Danach darf ein in einem Patentnichtigkeitsverfahren vor dem Bundesgerichtshof als Bevollmächtigter einer Partei handelnder Patentanwalt die Berechnung dieser Fristen, die Führung des Fristenkalenders oder sonstiger Fristenvermerke oder -tafeln -einschließlich der bei Rechtsmittelbegründungsfristen regelmäßig vorzusehenden Vorfrist (BGH, Beschl. v. 06.07.1994 -VIII ZB 26/94, NJW 1994, 2551 m.w.N.) -seinem gut ausgebildeten und sorgfältig überwachten Büropersonal überlassen; er selbst muß allerdings durch geeignete allgemeine Anweisungen auf einen verläßlichen, Fristversäumnisse möglichst vermeidenden Geschäftsgang in seiner Praxis hinwirken. Im Hinblick auf die Wahrung einer Berufungsbegründungsfrist müssen die Anweisungen auf folgenden Verfahrensablauf gerichtet sein: Es darf nicht die Nachricht des Berufungsgerichts abgewartet werden, in welcher der Tag des Eingangs der Berufungsschrift mitgeteilt wird. Das mutmaßliche Ende der Frist muß vielmehr schon bei oder alsbald nach Absendung der Berufungsschrift vermerkt werden. Dieser Vermerk ist sodann zu überprüfen und gegebenenfalls zu korrigieren, sobald das genaue Eingangsdatum der Berufungsschrift, etwa infolge der gerichtlichen Mitteilung hierüber, zuverlässig feststellbar ist (vgl. BGH, Beschl. v. 17.09.1998 -I ZB 33/98, NJW 1999, 142; Beschl. v. 06.05.1997 -VI ZB 12/97, MDR 1997, 775; Beschl. v. 06.02.1997 -III ZB 97/96, VersR 1997, 642).

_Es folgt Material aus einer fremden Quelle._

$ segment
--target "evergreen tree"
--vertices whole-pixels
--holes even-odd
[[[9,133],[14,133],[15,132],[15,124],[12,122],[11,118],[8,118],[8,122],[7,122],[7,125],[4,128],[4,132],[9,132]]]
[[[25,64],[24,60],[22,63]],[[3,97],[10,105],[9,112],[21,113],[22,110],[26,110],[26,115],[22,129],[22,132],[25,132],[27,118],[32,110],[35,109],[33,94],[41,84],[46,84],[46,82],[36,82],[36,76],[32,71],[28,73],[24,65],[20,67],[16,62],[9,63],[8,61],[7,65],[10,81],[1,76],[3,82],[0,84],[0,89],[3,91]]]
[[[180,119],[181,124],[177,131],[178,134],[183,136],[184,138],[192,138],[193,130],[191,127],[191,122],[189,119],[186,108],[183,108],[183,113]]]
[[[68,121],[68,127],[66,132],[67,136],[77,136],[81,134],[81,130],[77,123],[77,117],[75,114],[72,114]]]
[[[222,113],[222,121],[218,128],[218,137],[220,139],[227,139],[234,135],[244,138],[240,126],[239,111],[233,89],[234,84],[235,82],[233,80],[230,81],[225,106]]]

Wenn die mutmaßliche Frist nicht mit der tatsächlich zu beachtenden Berufungsbegründungsfrist übereinstimmt, darf sie mithin entgegen der von der Klägerin vertretenen Meinung bereits nach Notierung der berichtigten Frist und nicht erst nach ihrer sachlichen Erledigung gestrichen werden.

3.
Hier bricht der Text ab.